A viral suppressor of gene silencing in plants

Abstract

Gene silencing is an important but little understood regulatory mechanism in plants. Here we report that a viral sequence, initially identified as a mediator of synergistic viral disease, acts to suppress the establishment of both transgene-induced and virus-induced posttranscriptional gene silencing. The viral suppressor of silencing comprises the 5'-proximal region of the tobacco etch potyviral genomic RNA encoding P1, helper component-proteinase (HC-Pro) and a small part of P3, and is termed the P1/HC-Pro sequence. A reversal of silencing assay was used to assess the effect of the P1/HC-Pro sequence on transgenic tobacco plants (line T4) that are posttranscriptionally silenced for the uidA reporter gene. Silencing was lifted in offspring of T4 crosses with four independent transgenic lines expressing P1/HC-Pro, but not in offspring of control crosses. Viral vectors were used to assess the effect of P1/HC-Pro expression on virus-induced gene silencing (VIGS). The ability of a potato virus X vector expressing green fluorescent protein to induce silencing of a green fluorescent protein transgene was eliminated or greatly reduced when P1/HC-Pro was expressed from the same vector or from coinfecting potato virus X vectors. Expression of the HC-Pro coding sequence alone was sufficient to suppress virus-induced gene silencing, and the HC-Pro protein product was required for the suppression.
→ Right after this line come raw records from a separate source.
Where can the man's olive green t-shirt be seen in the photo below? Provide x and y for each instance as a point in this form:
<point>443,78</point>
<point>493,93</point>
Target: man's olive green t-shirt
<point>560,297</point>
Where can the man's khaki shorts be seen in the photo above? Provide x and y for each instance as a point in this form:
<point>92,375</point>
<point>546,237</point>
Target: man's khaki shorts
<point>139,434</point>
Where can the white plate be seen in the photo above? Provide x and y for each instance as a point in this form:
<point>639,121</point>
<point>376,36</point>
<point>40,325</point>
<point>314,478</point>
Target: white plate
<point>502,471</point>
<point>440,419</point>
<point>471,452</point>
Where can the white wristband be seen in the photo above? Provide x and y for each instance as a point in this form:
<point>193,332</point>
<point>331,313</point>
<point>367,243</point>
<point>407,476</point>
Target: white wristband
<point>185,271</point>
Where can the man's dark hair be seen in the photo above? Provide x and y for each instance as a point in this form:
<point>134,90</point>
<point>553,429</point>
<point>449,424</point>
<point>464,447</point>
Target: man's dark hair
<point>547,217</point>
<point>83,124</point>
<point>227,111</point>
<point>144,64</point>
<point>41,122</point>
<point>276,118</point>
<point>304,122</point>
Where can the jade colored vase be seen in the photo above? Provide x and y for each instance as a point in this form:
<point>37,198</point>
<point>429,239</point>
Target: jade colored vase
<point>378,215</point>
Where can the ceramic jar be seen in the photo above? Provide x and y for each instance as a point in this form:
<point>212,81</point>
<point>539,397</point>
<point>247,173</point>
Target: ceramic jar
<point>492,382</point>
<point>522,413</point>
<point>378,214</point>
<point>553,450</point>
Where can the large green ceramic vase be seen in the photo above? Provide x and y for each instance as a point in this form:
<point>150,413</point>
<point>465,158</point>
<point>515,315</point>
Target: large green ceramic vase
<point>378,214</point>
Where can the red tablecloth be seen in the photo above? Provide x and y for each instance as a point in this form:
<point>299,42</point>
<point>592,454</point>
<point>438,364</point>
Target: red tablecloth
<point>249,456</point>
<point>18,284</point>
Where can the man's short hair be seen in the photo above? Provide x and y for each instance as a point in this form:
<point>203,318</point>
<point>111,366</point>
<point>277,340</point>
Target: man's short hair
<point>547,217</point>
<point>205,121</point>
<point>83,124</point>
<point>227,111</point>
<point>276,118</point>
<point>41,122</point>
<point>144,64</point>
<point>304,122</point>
This discovery points to the role of gene silencing as a natural antiviral defense system in plants and offers different approaches to elucidate the molecular basis of gene silencing.

Figure 1

PVX–GUS infection of offspring of GUS-silenced transgenic line T4. Three-week-old seedlings were inoculated with PVX–GUS (27), and the inoculated leaves were assayed for GUS activity by histochemical staining at 5 days postinoculation. Blue foci are indicative of viral replication. (A) T4 crossed with line TEV-B, which expresses the P1/HC-Pro sequence; (B) homozygous T4; (C) T4 crossed with line TEV-K, which contains a P1/HC-Pro sequence carrying a mutation that inactivates HC-Pro; and (D) T4 crossed with nontransformed N. tabacum cv xanthi nc.

Figure 2

Histochemical staining of GUS activity in leaves of offspring of GUS-silenced transgenic line T4 crossed with line TEV-B (Upper), nontransformed tobacco (Middle), or line TEV-K (Bottom). Leaves of 4- to 5-week-old seedlings were assayed as described.

Figure 3

Northern blot analysis of GUS mRNA levels in offspring of line T4 × TEV-B (lane 1), T4 × nontransformed tobacco (lane 3), or T4 × TEV-K (lane 4), or in homozygous T4 plants (lane 2). For each sample, total RNA was extracted from an entire 3-week-old seedling (excluding roots), quantitated, separated by denaturing gel electrophoresis (5 μg/lane), blotted to membrane, and probed with randomly primed cDNA specific for the GUS transgene. The arrow indicates the position of GUS mRNA.

Figure 4

VIGS of transgene encoded GFP in the absence or presence of P1/HC-Pro expression. (A) Schematic diagrams of the PVX vector constructs carrying the GFPt coding sequence (PVX–GFPt) or the TEV P1/HC-Pro sequence and GFPt. GFPt is the S65T version of GFP. (B) Northern blot analysis of GFP transgene mRNA levels in mock-inoculated GFP transgenic plants (lane 1) or plants infected with either PVX–GFPt (lane 2) or PVX–P1/HC-Pro/GFPt (lanes 3 and 4). Lane 4 shows a 3-fold longer exposure of lane 3. Total RNA was extracted from upper leaves of the plants at 20 days after inoculation and analyzed as described in the legend for Fig. 3, except that a GFP-specific probe was used. Arrows indicate the positions of PVX–P1/HC-Pro/GFPt genomic RNA, PVX–GFPt genomic RNA, and GFP transgene mRNA (from top to bottom, respectively).

Figure 5

VIGS of transgene encoded GFP in mixed virus infections. Transgenic GFP N. benthamiana plants coinoculated with (A) PVX–GFP and PVX–5′TEV showing complete suppression of VIGS of GFP, (B) PVX–GFP and PVX–HC showing an almost complete suppression of VIGS of GFP, (C) PVX–GFP and PVX–HC showing partial suppression of VIGS of GFP, and (D) PVX–GFP and PVX–noHC showing complete VIGS of GFP. The Inset in C is a closer view of a partially silenced leaf showing silencing in the vicinity of veins.